En medio de este momento tan importante para el Perú, quiero expresar mi profundo agradecimiento a todas las organizaciones políticas que, con generosidad y confianza, me invitaron a liderar una candidatura en Áncash.
Recibo cada invitación con humildad, emoción y, sobre todo, con un enorme sentido de responsabilidad. Porque servir a nuestro pueblo no es una decisión pequeña; es un compromiso que debe asumirse con el corazón, con preparación y con la tranquilidad de saber que se puede dar lo mejor de uno mismo.
Hoy he decidido que mi primera gran responsabilidad sigue siendo mi hogar, mi familia y, especialmente, acompañar a mi pequeño Máximo en una de las etapas más importantes de su vida. Ser madre es el regalo más valioso que la vida me ha dado, y quiero vivirlo plenamente, sin ausencias ni renuncias.
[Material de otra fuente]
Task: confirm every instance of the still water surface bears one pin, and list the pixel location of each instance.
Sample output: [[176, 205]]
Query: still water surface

También continúo construyendo mis sueños desde mi camino como empresaria y profesional, convencida de que las mujeres podemos transformar nuestra sociedad desde distintos espacios, con trabajo, esfuerzo y sensibilidad humana.
Creo firmemente que aún habrá un momento adecuado para asumir un cargo de representación popular. La política necesita personas preparadas, maduras y con la experiencia suficiente para gobernar pensando en la gente y no en intereses personales.
Mientras ese día llega, seguiré trabajando desde donde me encuentre, ayudando, construyendo y manteniendo cercanía con quienes más lo necesitan. Porque no se necesita un cargo para tender la mano, luchar por los demás o impulsar cambios reales.
El verdadero servicio nace del amor por la gente, de caminar junto al pueblo, escuchar sus necesidades y no olvidar nunca de dónde venimos.
Seguiremos apostando por un Áncash más humano, digno y con oportunidades para todos. Y cuando llegue el momento oportuno, daremos ese paso con responsabilidad, capacidad y amor por nuestra tierra.
Gracias por la confianza. Gracias por creer en mí. El CAMINO RECIÉN EMPIEZA.